Patient-reported outcomes all improved significantly in the mirabegron groups compared with the placebo groups, including treatment satisfaction, bothersome symptoms, and OAB-specific health-related quality of life (P<0.05).
In briefing documents posted ahead of Thursday's meeting, FDA reviewers said the company's safety data don't appear to indicate serious risks with the drug.
However, they added, a number of adverse events -- including increases in blood pressure and heart rate, liver function test abnormalities, urinary tract infections, neoplasms, and hypersensitivity reactions -- do "raise concerns and these issues require further consideration."
Compared with the placebo group, patients taking a 50-mg dose of mirabegron once a day experienced an increase in blood pressure of about 1 mm Hg from baseline in systolic and diastolic blood pressures, and an increase of approximately 1 beat per minute in heart rate.
The increase in blood pressure coupled with an increase in heart rate "may pose a health risk to OAB patients," the FDA reviewers wrote, adding that clinical relevance of those side effects "require further careful consideration"
There were also three reports of severe hepatotoxicity in patients taking mirabegron, which "appear to reflect a rare potential for mirabegron to adversely affect liver function," the FDA reviewers wrote.
In addition, there were reports of hypersensitivity reactions (including one case of Stevens Johnson Syndrome), urinary tract-related adverse events (UTI and renal colic), a variety of neoplasms, and reports of glaucoma and increases in intraocular pressure reported in the mirabegron group of the clinical trails.
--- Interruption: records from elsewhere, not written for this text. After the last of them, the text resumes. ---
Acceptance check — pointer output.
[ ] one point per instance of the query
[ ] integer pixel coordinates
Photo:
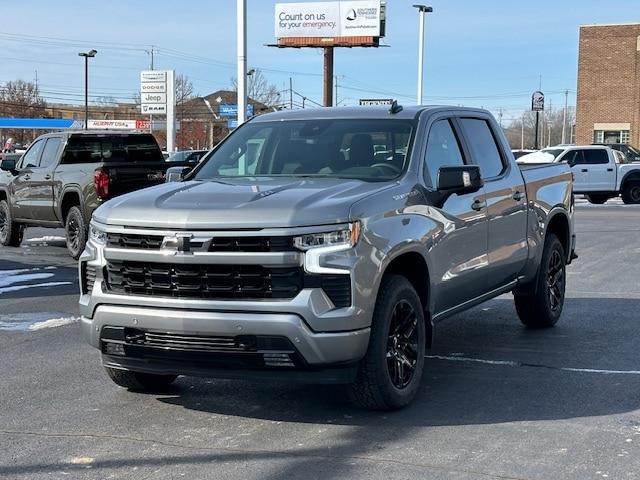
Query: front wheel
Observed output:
(543, 308)
(10, 231)
(140, 382)
(389, 375)
(631, 193)
(76, 230)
The incidence of serious adverse events was low and comparable between mirabegron and placebo, the reviewers noted.
There were 11 deaths in clinical trials, "none of which appear directly related to treatment with mirabegron," reviewers said.
"Although the safety results from the clinical trials database appear generally reasonable, the special safety concerns, especially the increases in blood pressure and pulse need additional consideration," they wrote.
In Astellas' briefing documents, the company said the drug addresses an unmet medical need for OAB patients, who often report that the condition causes a significant impact on their health-related quality of life.
Mirabegron is a particularly good option for patients who aren't candidates for the current standard treatment for OAB, antimuscarinics, which can cause dry mouth, the company said.
"The benefits of treatment exceed any risk associated with the use of the product," the company said.